Idaho’s top Democratic elected officials submitted an all-female list of four nominees to the White House in March, but there’s been no further word on the nomination since then. U.S. District Judge B. Lynn Winmill took senior status in August, making Idaho eligible for another federal judge.
The slate of nominees that the Democratic officials sent the White House, in alphabetical order and not ranked, were: Idaho Falls attorney DeAnne Casperson; Boise attorney Keely Duke; Boise attorney Deborah Ferguson; and former U.S. Attorney for Idaho Wendy Olson.
Idaho is one of just three states with only two U.S. district judges and has not gotten an additional judgeship in 60 years, though caseloads have soared.
Idaho’s congressional delegation has long pushed for the state to get an additional judgeship, and all four of its members in Congress are sponsoring legislation to do just that, though it has not advanced. The nonpartisan Judicial Council of the United States has recommended a third judgeship for Idaho since 2003.
Wyoming, with less than a third of Idaho’s population, has three district judges. So does Montana, with less than two-thirds of Idaho’s population.
Idaho is also one of just two states that has never had a female U.S. district judge; the other is North Dakota.
It’s been unclear since President Joe Biden took office how the Senate would approach the “blue slip” rule.
Russell Wheeler, a fellow with the Brookings Institution, former deputy director of the Federal Judicial Center and an expert on the selection of federal judges, said, “It’s not as if the ‘blue slip’ is a binary choice, it’s either on or it’s off. It’s more like there are various gradations.”
Wheeler said Biden so far has nominated dozens of federal district and circuit judges, but nearly all were in jurisdictions with either two Democratic senators or no senators, like Puerto Rico and the federal circuit in the District of Columbia.

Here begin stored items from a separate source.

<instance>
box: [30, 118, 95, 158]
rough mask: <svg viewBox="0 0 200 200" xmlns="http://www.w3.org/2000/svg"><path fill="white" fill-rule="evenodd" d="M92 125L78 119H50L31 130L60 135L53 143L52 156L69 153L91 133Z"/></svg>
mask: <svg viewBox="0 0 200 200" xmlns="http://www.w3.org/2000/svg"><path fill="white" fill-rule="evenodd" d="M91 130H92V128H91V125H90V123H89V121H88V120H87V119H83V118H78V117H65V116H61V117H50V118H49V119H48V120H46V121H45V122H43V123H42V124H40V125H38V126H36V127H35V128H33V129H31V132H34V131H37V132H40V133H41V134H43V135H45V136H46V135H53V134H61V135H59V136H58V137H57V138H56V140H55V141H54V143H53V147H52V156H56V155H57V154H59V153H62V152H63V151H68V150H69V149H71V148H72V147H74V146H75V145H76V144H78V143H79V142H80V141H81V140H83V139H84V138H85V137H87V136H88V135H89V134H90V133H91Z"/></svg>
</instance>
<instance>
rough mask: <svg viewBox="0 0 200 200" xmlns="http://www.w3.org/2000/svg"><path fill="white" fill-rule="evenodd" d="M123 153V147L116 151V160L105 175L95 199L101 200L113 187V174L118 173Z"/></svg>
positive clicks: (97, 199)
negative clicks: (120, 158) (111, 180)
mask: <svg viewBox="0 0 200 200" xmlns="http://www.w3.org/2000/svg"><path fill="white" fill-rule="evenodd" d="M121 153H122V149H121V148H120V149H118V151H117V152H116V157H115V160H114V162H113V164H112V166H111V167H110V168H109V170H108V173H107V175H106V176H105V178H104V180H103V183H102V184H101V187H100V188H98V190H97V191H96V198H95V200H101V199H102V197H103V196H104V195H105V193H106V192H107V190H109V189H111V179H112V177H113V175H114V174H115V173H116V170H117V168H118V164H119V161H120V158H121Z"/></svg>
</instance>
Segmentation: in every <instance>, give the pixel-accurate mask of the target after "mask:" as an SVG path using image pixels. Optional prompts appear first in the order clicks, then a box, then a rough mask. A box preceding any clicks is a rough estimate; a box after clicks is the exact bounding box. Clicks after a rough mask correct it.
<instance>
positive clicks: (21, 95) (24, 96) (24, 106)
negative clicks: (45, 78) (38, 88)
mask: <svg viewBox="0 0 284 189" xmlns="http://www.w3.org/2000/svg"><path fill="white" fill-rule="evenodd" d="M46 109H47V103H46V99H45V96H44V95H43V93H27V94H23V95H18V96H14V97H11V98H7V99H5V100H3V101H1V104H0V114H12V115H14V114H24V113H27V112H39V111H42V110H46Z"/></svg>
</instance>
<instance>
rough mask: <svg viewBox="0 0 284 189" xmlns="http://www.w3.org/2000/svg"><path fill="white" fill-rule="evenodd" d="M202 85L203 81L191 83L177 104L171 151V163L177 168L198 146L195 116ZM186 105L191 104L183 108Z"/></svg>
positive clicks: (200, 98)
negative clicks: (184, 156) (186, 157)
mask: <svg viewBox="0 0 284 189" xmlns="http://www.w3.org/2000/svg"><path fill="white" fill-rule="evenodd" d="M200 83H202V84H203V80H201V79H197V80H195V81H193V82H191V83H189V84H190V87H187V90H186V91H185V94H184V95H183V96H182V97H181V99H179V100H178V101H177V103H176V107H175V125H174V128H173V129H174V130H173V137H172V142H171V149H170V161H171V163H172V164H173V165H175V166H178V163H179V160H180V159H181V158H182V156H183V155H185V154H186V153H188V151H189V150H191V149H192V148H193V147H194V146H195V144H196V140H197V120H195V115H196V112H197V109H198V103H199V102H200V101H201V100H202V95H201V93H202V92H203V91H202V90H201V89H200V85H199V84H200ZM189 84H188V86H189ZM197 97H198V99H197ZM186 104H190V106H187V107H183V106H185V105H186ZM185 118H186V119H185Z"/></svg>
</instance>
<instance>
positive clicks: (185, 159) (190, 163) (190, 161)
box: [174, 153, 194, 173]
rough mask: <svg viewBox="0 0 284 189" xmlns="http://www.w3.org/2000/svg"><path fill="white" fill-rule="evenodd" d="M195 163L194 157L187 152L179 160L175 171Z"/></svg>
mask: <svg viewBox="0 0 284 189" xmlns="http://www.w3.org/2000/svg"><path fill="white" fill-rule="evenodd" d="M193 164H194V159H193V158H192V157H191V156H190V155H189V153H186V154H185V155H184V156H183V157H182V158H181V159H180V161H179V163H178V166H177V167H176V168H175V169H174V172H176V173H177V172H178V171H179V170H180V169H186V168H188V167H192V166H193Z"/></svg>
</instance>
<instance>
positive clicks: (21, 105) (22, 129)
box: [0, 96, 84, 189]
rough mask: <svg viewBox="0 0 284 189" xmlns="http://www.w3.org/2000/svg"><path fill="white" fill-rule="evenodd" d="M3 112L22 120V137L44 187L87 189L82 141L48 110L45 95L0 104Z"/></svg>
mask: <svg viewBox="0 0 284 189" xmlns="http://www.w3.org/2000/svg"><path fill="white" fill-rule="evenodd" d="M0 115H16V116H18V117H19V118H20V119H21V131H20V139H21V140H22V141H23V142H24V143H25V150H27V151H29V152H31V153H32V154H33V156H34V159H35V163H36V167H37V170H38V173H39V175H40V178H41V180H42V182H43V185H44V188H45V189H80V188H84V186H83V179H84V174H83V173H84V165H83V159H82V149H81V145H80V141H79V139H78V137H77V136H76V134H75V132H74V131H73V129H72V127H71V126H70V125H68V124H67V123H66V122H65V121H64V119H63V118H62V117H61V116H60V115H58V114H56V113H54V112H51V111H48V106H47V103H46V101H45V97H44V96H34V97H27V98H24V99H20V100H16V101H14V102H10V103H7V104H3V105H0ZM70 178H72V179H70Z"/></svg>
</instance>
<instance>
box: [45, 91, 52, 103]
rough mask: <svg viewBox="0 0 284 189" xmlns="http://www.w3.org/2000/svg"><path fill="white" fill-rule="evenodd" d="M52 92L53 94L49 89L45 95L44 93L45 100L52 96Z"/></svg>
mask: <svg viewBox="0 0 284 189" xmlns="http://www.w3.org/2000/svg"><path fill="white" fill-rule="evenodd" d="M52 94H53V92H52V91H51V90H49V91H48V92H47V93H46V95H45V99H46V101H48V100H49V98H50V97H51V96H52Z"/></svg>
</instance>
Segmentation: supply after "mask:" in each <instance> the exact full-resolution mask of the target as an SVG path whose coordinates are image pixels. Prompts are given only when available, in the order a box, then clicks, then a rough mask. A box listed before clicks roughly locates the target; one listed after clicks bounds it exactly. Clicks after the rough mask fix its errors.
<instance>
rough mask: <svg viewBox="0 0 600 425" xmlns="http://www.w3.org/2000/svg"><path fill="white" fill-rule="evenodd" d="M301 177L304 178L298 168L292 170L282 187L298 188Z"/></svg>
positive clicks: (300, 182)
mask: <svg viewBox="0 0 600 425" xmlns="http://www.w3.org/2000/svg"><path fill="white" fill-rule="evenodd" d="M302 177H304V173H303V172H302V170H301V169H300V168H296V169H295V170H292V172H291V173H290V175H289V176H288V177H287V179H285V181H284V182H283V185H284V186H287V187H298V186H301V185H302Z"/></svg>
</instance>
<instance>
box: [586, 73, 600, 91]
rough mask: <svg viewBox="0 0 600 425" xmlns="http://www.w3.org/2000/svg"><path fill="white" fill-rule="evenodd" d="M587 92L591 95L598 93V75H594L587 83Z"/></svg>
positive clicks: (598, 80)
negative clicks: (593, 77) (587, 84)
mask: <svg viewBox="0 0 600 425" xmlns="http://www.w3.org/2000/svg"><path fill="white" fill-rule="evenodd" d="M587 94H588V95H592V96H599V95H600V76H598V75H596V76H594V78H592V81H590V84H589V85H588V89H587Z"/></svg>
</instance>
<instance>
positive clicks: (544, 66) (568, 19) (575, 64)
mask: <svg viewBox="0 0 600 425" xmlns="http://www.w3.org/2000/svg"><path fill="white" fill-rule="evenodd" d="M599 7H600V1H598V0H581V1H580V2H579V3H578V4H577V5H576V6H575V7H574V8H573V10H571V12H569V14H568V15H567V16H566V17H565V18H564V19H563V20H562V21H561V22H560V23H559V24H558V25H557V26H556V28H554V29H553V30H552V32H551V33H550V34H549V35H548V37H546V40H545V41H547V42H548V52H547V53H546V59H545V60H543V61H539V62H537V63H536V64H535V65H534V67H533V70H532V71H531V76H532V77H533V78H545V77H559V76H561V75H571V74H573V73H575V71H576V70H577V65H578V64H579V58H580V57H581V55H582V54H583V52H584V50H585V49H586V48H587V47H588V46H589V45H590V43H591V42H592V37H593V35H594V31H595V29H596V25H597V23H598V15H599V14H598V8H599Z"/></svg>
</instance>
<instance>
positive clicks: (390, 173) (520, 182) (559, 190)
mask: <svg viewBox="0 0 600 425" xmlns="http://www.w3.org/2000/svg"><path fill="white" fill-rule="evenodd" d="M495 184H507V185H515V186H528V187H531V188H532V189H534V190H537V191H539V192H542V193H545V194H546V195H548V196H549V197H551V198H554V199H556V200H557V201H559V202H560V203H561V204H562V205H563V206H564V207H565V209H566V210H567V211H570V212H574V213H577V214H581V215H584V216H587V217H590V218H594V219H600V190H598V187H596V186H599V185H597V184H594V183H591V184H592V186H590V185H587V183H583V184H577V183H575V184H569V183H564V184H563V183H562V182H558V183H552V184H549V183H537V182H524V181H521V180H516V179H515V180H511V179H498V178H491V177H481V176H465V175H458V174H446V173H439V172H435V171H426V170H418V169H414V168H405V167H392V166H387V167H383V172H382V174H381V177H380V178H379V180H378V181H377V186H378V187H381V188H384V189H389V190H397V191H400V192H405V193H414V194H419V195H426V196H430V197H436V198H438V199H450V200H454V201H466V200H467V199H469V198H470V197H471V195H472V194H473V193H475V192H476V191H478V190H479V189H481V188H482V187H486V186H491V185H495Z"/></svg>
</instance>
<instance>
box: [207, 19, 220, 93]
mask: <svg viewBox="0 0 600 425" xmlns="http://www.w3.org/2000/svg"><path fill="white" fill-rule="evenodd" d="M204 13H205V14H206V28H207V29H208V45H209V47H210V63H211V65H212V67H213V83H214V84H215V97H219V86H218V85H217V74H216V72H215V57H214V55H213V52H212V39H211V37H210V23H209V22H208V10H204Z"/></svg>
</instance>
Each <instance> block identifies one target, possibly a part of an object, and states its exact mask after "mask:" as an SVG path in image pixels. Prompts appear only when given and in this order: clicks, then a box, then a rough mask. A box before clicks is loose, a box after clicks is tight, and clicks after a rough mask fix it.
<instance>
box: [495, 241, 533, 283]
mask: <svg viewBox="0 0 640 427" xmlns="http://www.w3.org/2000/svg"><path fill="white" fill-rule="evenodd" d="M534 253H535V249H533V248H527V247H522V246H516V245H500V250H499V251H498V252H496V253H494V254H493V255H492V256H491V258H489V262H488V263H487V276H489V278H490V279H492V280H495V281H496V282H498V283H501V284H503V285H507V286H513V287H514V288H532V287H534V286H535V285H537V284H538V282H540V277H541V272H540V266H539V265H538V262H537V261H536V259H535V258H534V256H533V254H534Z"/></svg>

The only state that has a Republican senator that’s gotten judicial nominations from Biden so far is Ohio, which has one Republican and one Democrat representing in the Senate.
Idaho House Minority Leader Ilana Rubel D-Boise, who also was among the Democratic officials who interviewed and submitted nominees to the White House, said she met in-person with her White House contact a couple of weeks ago, and pressed for updates.
“I didn’t get any more sign of progress,” she said. “I certainly am doing everything I can to nudge progress on this front, because we certainly need a third judge here in the district of Idaho, but we certainly can’t afford to get back to one.”
Rubel bristled at the senators’ contention that the “blue slip” veto rule is back.
“It would be one thing if that were something that was consistently honored by both parties,” she said. “If it continued to be a bipartisan tradition, then I would be supportive of maintaining that. However, the Trump Administration decided to blow that up in order to gain an advantage in judicial appointments while they had control of the White House and the Senate.”
Crapo’s press secretary, Melanie Lawhorn, said in an email, “We are aware that there are some candidates, but do not have information on how long the process has been under way or the status of the interviews and we are unable to say who at this time. Part of the request for the meeting is to understand the White House’s timeline and current status.”
Crapo declined to comment on whether any or all the Democratic nominees are acceptable to the GOP senators.
“Senator Crapo is requesting a meeting with the White House to discuss and work to find a mutually agreeable nominee,” Lawhorn wrote. “He is not commenting prematurely on individuals before any formal nomination.”